Yes. Three lamps in series will work, provided they are reasonably well matched in terms of current flow and resistance. Automotive bulbs are actually meant to run on 13.8 volts, which is the voltage of a car's electrical system when the generator is running. That gives you about a 20% margin between bulbs on 32v. Can't see a problem. If one of the bulbs blows, all 3 series bulbs will go out. The other two are not blown. If you can't get 3 that match, replace all 3 with another kind.
Another option is to look at LEDs intended for automotive or RV use, but rated for a range of voltage, e.g. 12-30VDC. This multi-voltage rating means they have an electronic switching power supply inside, which adapts the incoming voltage to the constant current the LED needs. Same concept as those 100-240v laptop power supplies, or 100-277v fluorescent ballasts. They commonly specify 24 or 28 VDC as their max voltage, but there's a fair chance any particular brand will work fine on 32V.

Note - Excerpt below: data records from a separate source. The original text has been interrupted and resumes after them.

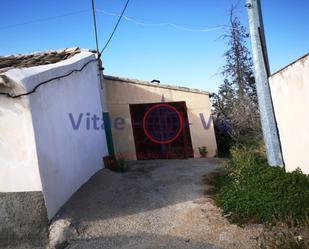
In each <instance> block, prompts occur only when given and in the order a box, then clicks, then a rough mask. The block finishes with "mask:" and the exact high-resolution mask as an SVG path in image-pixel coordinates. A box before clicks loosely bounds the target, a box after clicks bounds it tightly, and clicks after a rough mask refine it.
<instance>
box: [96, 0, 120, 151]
mask: <svg viewBox="0 0 309 249" xmlns="http://www.w3.org/2000/svg"><path fill="white" fill-rule="evenodd" d="M91 6H92V17H93V26H94V35H95V41H96V50H97V53H96V54H97V60H98V72H99V73H98V76H99V78H100V84H101V103H102V115H103V122H104V130H105V137H106V142H107V149H108V154H109V155H110V156H115V150H114V143H113V136H112V128H111V121H110V116H109V112H108V109H107V101H106V86H105V83H104V76H103V66H102V61H101V54H100V50H99V42H98V32H97V21H96V16H95V6H94V0H91Z"/></svg>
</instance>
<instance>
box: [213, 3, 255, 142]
mask: <svg viewBox="0 0 309 249" xmlns="http://www.w3.org/2000/svg"><path fill="white" fill-rule="evenodd" d="M247 38H248V34H247V32H246V28H245V27H244V26H242V25H241V23H240V21H239V18H238V17H237V16H236V15H235V7H234V6H233V7H232V8H231V10H230V25H229V28H228V30H227V32H226V34H225V35H224V39H226V40H227V45H228V47H229V48H228V50H227V51H226V52H225V53H224V57H225V59H226V64H225V66H224V67H223V71H222V75H223V77H224V81H223V84H222V85H221V86H220V87H219V91H218V93H217V94H213V96H212V102H213V107H214V109H213V114H214V118H215V121H216V123H217V124H222V123H225V124H228V126H225V128H226V127H228V129H227V130H226V132H227V133H228V135H229V136H230V137H231V139H232V140H233V142H234V143H236V144H254V143H256V142H257V141H258V140H260V139H261V131H260V121H259V112H258V104H257V96H256V87H255V80H254V76H253V69H252V68H253V64H252V58H251V54H250V52H249V50H248V48H247V43H246V39H247Z"/></svg>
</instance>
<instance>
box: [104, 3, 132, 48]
mask: <svg viewBox="0 0 309 249" xmlns="http://www.w3.org/2000/svg"><path fill="white" fill-rule="evenodd" d="M129 2H130V0H127V2H126V5H125V6H124V8H123V10H122V12H121V14H120V16H119V18H118V21H117V23H116V25H115V27H114V29H113V32H112V33H111V35H110V37H109V39H108V40H107V42H106V44H105V46H104V47H103V49H102V50H101V52H100V54H102V52H103V51H104V50H105V49H106V48H107V46H108V44H109V42H110V41H111V39H112V38H113V36H114V34H115V32H116V30H117V27H118V25H119V23H120V21H121V18H122V16H123V14H124V12H125V11H126V9H127V7H128V4H129Z"/></svg>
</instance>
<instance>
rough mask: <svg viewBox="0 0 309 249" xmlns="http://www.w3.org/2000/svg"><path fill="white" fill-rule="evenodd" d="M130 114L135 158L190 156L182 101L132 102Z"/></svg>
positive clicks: (191, 154) (191, 156)
mask: <svg viewBox="0 0 309 249" xmlns="http://www.w3.org/2000/svg"><path fill="white" fill-rule="evenodd" d="M130 113H131V120H132V128H133V135H134V142H135V148H136V157H137V159H138V160H147V159H175V158H177V159H180V158H188V157H193V149H192V142H191V135H190V127H189V120H188V115H187V107H186V103H185V102H184V101H181V102H166V103H151V104H131V105H130Z"/></svg>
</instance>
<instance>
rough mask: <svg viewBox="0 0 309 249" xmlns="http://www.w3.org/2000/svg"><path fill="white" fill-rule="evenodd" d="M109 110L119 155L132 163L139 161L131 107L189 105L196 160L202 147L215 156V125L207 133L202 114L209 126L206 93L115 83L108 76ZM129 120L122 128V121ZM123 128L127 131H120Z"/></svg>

Yet another option is to get a 12V DC power supply to replace the 32V power supply. 12V DC switching power supplies are common thanks to the popularity of custom LED lighting. You would not need to rewire; simply leave the lamps in parallel. However, since voltage dropped by a factor of 3, current will increase by a factor of 3 (assuming you stay with incandescent bulbs of the same brightness) - so make sure your wires are thick enough. I would actually recommend also converting to 12V LED at that point, which draws much less power and solves the wire-thickness problem.

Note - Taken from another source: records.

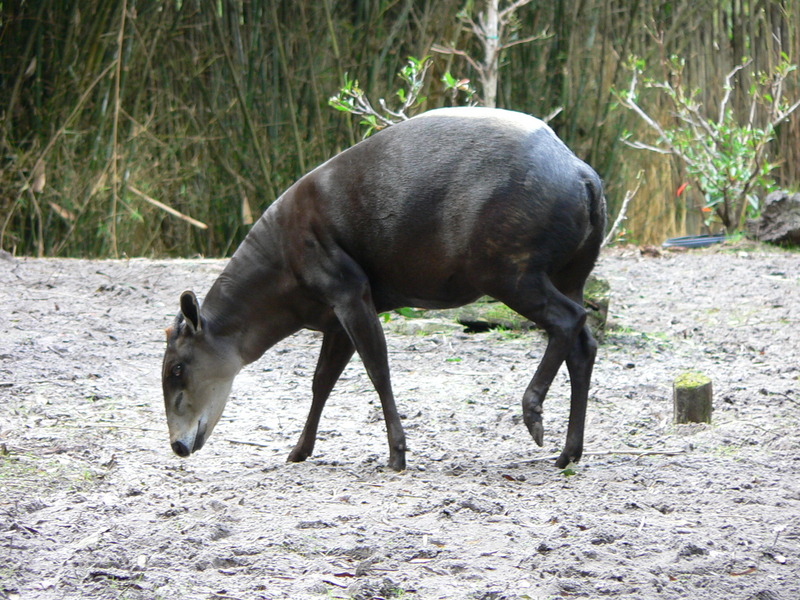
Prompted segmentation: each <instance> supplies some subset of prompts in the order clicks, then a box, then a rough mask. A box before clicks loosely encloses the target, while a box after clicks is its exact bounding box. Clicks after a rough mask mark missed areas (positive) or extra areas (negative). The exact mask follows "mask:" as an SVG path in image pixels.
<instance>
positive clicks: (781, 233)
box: [747, 191, 800, 246]
mask: <svg viewBox="0 0 800 600" xmlns="http://www.w3.org/2000/svg"><path fill="white" fill-rule="evenodd" d="M747 229H748V231H749V233H750V235H752V236H753V237H755V238H757V239H758V240H760V241H762V242H770V243H772V244H790V245H794V246H800V193H794V194H789V192H785V191H781V192H772V193H771V194H769V195H767V198H766V199H765V200H764V206H763V208H762V209H761V216H760V217H759V218H758V219H754V220H750V221H748V222H747Z"/></svg>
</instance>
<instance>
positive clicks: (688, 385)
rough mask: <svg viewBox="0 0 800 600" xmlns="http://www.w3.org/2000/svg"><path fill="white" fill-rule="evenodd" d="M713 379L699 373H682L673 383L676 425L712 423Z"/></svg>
mask: <svg viewBox="0 0 800 600" xmlns="http://www.w3.org/2000/svg"><path fill="white" fill-rule="evenodd" d="M711 387H712V386H711V379H709V378H708V377H707V376H706V375H703V374H702V373H698V372H697V371H689V372H686V373H681V374H680V375H678V376H677V377H676V378H675V381H674V382H673V395H672V401H673V408H674V414H675V422H676V423H711V410H712V405H711V397H712V389H711Z"/></svg>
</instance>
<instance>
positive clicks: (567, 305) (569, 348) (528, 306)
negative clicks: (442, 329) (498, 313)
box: [495, 273, 591, 467]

Historically, electric streetcars/trams used five 120V bulbs in series powered by the 600V DC trolley wire. 600VDC arcs like crazy, so the bulbs are special "transit grade" types designed to snuff a 600v arc when they burn out.
Resistors are a bad idea. Railways do that too, commonly for headlights, and it's a pain - the resistor must be matched to the bulb. Changing bulb types requires recalibrating and often redesigning the resistor. Also, resistors run at spec have a 700 degree F surface temperature - dust accumulation or a bit of paper could start a fire. Even if you wildly oversize to bring the temperature into safe range, you still have to deal with the waste heat.
By the way, last I was in an auto parts store, they wanted $6 for a 2-pack of bulbs. Don't pay that. Online, they are much cheaper.
32v is a largely obsolete voltage once used in railways. Bulbs are getting very hard to find. If it has anything to do with a pool, I would switch to 12v.
For incandescent lights, heaters and other resistive loads, you don't need to worry about AC vs DC. AC voltage is labeled based on the DC voltage it behaves like: to a resistive load: "32VAC" is that voltage which will make the bulb the same brightness as 32VDC.